2. Non-parametric Estimator: probability is directly counted.

namely, we get

$P(s) = \prod_i P(w_i \vert w_{i-1}, ..., w_{i-n})$

where each probability on the right is computed by counting the occurrence of words in our training corpus, like

$P(w_i \vert w_{i-1}) = \frac{count(w_{i-1} w_i)}{\sum_j count(w_{i-1} w_j)}$

n-gram models are facing two potential problems:

1. Rare terms: It’s clear that our corpus don’t cover all the word that may appear in the reality, which leads to some zero probabilities in n-gram while it’s actually very possible.
2. No generalization: You know one word w is followed by another, but you cannot get the similar probability for other words close to w in their meaning.

To solve the first problem, people invented many smoothing methods. The word smoothing vividly explains what it does: to smooth the distribution for all n-grams, those with high probability are more or less lowered and the spared probability is then distributed to the n-grams with 0 probability.

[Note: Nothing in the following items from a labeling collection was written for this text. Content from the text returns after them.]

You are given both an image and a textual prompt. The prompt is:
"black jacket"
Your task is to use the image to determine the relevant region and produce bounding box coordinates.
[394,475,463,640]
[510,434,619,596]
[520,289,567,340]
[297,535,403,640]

There’re quite a lot of smoothing methods and people have done many comparisions for them.

• Laplace smoothing or additive smoothing
• Good-Turing
• Katz smoothing
• Jelinek-Mercer smoothing
• Witten-Bell smoothing
• Kneser-Ney smoothing
• Church-Gale

## Move to Neural Network Language Models(NNLM)

### Relax the 2nd assumption

When we convert the non-parametric estimator to a parametric one, we disgard the previous n-gram probability and turn to a function parameterized by, say, theta.

$P(x_t \vert x_{t-n}, ..., x_{t-1}) \approx f_\theta(x_{t-n}, ..., x_{t-1})$

We denote the word embedding matrix with W, internal map with U and map with V back to vocabulary.

$$\forall t, Wx_t$$ is the word’s embedding.

Concatenate all the adjacent words together, we get the context vector.

$h_t = (x_t, x_{t-1}, ..., x_{t-n+1})$

The unnormalized probability is thus

$y = V(\phi(Uh+b)+c)$

Using softmax on it will yield the final probability we want.

$P(x_t=i\vert ...) = \frac{\exp(y_i)}{\sum_j\exp(y_j)}$

### Relax the first assumption

What if we do not preserve the n-th order markov assumption? We get

$P(x_1, ..., x_T) \approx \prod_{t=1}^T P(x_t \vert x_{t-1}, ..., x_1)$

We thus use the recurrent network to produce it. Every probability can be computed by

$h_t = h_{t-1} \oplus x_t \text{ and } y_t = \triangleright h_t$

Here two operators are based on data and network design.

• Pop Out

The addition may be implemented as some affine transformation(with a nonlinear function), and the Pop may be another affine one. The final probability can also be optained using softmax.

To train such an RNN, use Back-Propagation Through Time(BPTT). I haven’t did any research on it now.

## Tips for RNN

RNN does have new problems, too.

• Gradient Vanishing may occur when the train is long.
• There’s also so-called Gradient Exploding, too.
• RNN may not remember things with too long distance.

For the third problem, Gated Recurrent Unit(GRU) or LSTM may help. We can also choose to use Attention-based Models, but that’s another question and needs a new post.